Niemcy, sprawujące obecnie prezydencję w UE, są zaniepokojone zbyt wolnym tempem negocjacji w sprawie unijnego budżetu i funduszu odbudowy. Jak poinformował ambasador Niemiec przy UE Michael Clauss, trwają też intensywne rozmowy z państwami członkowskimi w kwestii mechanizmu praworządności.
CZYTAJ TAKŻE:
Pilnie potrzebne porozumienie
Clauss podkreślił w przekazanym brukselskim korespondentom stanowisku, że porozumienie w sprawie pakietu składającego się z wieloletnich ram finansowych i funduszu naprawczego jest pilnie potrzebne.
Wieloletnie ramy finansowe i fundusz naprawczy są nierozłączne politycznie i technicznie. Bez szybkiego ogólnego porozumienia między Radą a Parlamentem Europejskim w sprawie wieloletnich ram finansowych grozi nam również opóźnienie funduszu odbudowy. Czas nagli, Europa musi dotrzymać słowa, aby jak najszybciej wspierać ludzi i regiony szczególnie dotknięte kryzysem koronawirusa
— zaznaczył.
Ambasador dodał, że jest bardzo zaniepokojony tym, iż negocjacje postępują obecnie zbyt wolno.
Musimy znacznie przyspieszyć tempo negocjacji. Zaproponowaliśmy Parlamentowi Europejskiemu negocjacje również w weekendy
— poinformował.
Co z praworządnością?
W kwestii mechanizmu praworządności - jak wskazał Clauss - prezydencja niemiecka prowadzi intensywne rozmowy z państwami członkowskimi UE.
Negocjacje są niezwykle skomplikowane.

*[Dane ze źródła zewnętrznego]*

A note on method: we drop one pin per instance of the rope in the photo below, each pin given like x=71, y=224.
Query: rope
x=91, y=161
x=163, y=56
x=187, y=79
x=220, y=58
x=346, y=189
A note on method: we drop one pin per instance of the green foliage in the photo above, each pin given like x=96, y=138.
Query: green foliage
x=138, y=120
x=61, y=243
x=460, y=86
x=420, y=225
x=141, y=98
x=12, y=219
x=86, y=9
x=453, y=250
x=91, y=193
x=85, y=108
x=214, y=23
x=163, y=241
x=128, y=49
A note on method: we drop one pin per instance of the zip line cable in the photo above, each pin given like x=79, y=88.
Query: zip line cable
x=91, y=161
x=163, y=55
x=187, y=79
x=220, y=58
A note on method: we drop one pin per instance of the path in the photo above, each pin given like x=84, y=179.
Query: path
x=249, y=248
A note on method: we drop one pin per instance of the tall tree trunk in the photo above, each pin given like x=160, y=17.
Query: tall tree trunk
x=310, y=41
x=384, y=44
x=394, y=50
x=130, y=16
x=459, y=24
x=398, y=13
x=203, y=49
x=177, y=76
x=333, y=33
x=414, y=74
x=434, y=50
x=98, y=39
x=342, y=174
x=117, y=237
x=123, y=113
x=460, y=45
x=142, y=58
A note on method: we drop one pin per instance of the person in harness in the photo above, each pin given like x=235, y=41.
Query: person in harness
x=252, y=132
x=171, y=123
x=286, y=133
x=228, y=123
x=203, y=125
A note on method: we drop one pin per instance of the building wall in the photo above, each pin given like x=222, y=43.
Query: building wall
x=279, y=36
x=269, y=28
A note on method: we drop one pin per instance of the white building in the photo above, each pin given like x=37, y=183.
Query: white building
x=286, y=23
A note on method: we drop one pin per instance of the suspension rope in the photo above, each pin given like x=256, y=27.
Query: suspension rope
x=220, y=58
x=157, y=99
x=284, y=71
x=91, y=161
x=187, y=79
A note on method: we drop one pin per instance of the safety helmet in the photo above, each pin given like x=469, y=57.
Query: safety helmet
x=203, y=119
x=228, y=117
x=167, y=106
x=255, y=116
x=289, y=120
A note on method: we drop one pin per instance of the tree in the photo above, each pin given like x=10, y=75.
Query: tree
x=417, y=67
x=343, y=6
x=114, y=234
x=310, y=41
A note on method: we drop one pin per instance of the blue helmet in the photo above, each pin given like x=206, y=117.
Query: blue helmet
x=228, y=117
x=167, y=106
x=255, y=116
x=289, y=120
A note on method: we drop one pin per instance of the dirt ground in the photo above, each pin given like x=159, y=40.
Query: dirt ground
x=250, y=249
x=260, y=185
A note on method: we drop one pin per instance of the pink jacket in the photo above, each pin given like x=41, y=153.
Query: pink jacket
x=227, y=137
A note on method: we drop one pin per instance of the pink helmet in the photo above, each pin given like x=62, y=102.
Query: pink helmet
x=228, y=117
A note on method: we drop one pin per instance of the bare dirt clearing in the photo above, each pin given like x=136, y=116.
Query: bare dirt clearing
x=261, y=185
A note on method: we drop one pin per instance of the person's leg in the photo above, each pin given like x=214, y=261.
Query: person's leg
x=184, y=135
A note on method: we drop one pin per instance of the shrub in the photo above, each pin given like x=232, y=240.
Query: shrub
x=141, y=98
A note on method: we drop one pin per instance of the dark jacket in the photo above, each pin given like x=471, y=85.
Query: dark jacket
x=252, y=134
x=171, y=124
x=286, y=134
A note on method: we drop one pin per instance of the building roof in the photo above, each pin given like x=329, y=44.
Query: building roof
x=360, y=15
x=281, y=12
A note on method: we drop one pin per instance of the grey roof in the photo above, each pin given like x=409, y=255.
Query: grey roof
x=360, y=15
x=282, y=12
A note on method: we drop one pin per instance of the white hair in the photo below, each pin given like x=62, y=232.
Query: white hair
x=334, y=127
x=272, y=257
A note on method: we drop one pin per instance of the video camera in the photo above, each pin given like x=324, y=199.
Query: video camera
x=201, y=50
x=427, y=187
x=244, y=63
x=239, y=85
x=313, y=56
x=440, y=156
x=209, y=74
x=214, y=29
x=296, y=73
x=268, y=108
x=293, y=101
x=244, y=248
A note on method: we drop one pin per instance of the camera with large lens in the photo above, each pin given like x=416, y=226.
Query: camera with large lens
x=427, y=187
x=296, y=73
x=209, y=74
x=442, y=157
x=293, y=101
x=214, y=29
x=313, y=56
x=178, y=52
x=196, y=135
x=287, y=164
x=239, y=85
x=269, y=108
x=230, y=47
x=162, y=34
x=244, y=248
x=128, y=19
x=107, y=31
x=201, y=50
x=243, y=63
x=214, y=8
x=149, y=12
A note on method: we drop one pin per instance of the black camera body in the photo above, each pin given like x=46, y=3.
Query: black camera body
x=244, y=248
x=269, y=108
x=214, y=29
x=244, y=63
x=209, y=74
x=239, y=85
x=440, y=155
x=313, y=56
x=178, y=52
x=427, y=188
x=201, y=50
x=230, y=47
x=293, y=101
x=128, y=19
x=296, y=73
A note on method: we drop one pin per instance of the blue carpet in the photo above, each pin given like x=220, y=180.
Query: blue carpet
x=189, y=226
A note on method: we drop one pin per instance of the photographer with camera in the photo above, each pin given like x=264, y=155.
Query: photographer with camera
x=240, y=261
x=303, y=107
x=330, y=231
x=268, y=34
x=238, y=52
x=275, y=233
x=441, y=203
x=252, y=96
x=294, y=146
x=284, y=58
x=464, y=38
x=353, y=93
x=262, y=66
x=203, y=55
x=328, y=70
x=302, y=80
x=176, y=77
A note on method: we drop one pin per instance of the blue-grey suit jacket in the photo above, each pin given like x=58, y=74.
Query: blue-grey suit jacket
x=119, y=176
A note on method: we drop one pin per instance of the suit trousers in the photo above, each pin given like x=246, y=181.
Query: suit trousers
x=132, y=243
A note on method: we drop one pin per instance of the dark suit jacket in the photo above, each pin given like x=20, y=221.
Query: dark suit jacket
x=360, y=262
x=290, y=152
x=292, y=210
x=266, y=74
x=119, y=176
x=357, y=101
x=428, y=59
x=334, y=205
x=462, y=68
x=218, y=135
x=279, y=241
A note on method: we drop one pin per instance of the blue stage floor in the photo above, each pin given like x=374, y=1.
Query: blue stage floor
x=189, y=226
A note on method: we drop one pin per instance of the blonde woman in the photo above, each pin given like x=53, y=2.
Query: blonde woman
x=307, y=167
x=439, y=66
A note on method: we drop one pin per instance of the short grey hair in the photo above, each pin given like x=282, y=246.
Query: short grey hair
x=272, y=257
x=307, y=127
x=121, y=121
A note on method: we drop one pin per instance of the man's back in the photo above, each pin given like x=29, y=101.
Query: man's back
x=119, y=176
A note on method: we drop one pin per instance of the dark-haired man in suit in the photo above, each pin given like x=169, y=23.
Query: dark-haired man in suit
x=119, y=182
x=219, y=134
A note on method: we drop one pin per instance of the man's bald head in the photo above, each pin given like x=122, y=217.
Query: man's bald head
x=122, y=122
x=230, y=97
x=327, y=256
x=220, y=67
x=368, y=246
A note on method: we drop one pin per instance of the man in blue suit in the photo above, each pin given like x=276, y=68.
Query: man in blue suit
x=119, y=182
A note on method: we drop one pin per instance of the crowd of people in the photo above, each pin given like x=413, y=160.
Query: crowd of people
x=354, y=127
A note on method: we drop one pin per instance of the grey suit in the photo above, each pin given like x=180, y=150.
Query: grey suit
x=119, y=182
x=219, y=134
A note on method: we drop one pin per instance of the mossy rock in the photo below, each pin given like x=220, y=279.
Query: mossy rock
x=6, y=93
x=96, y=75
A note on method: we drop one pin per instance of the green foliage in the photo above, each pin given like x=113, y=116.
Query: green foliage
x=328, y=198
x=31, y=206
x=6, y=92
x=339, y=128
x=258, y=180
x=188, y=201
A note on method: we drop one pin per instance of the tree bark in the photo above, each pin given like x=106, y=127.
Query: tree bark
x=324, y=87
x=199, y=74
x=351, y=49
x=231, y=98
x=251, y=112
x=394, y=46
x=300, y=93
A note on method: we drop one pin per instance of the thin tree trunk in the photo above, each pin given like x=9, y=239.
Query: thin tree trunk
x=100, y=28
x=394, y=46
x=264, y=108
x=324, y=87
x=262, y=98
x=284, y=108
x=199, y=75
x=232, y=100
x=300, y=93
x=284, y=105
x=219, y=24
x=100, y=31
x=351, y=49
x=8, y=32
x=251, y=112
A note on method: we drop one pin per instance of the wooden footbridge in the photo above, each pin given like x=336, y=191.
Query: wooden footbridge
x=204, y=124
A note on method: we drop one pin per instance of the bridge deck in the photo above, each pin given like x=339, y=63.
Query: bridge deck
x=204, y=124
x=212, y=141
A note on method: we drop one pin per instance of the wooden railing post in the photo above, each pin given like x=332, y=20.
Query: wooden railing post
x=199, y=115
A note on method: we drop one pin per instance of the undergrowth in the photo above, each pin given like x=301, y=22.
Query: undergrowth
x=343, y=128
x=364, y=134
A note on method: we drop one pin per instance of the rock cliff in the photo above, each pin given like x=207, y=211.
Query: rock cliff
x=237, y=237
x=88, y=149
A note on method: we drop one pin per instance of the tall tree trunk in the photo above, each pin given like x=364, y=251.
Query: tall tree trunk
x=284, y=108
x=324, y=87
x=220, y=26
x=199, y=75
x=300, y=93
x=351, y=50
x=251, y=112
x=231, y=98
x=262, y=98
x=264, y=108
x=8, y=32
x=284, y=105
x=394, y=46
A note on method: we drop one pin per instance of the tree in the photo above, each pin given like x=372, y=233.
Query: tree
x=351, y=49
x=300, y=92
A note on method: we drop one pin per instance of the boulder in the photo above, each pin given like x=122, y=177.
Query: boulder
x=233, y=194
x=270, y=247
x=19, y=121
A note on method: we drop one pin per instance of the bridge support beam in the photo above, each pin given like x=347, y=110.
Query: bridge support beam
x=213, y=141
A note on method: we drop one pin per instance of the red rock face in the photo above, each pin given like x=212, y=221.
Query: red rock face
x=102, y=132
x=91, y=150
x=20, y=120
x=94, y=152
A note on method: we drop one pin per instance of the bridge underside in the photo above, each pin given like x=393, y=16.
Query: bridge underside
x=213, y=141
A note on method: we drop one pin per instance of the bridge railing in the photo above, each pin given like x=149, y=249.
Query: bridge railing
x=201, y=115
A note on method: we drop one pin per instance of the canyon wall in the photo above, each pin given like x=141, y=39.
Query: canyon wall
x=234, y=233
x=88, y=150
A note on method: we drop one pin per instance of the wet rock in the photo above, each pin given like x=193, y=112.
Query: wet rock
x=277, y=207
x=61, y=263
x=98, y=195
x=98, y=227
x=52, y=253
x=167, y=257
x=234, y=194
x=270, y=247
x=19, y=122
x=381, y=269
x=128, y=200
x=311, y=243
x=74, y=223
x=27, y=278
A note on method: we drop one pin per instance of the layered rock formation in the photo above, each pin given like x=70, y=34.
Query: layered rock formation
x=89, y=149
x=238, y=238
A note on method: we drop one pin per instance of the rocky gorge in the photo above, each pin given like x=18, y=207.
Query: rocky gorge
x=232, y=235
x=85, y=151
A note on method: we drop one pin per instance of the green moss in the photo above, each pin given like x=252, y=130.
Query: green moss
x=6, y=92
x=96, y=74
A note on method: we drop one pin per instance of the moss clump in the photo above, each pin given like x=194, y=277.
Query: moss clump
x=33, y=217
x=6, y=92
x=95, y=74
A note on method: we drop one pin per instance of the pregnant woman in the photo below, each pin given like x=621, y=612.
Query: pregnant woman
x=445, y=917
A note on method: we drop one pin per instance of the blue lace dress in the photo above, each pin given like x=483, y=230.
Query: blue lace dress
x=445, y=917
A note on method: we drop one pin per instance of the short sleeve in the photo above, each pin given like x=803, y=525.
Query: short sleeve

Jednak prezydencja niemiecka w Radzie wkrótce przedstawi propozycję do przyjęcia przez Radę. Nasza propozycja będzie ściśle związana z decyzją Rady Europejskiej. Ale jest również jasne, że mechanizm praworządności w budżecie UE nie może być procedurą, która określa w inny sposób to, co jest w art. 7. Celem jest ochrona budżetu UE i po raz pierwszy ukaranie naruszeń praworządności przy korzystaniu ze środków budżetowych
— wskazał ambasador.
Aby posunąć negocjacje do przodu, już okazaliśmy gotowość do kompromisu. W kwestii nowych zasobów własnych jesteśmy już blisko w negocjacjach. Rada jest w 100 proc. zobowiązana decyzjami Rady Europejskiej i oczekuje odpowiednich propozycji ze strony Komisji Europejskiej. Jednocześnie wszyscy rozumiemy, że nie możemy ograniczać suwerenności budżetowej i fiskalnej parlamentów narodowych
— podsumował Clauss.
Niemiecka prezydencja przedstawi do końca września projekt w sprawie ochrony unijnego budżetu przed różnego typu zagrożeniami, w tym dotyczącymi praworządności - podały wcześniej źródła unijne. Propozycja ma ściśle trzymać się ustaleń szczytu UE, tak by mogły ją poprzeć Polska i Węgry.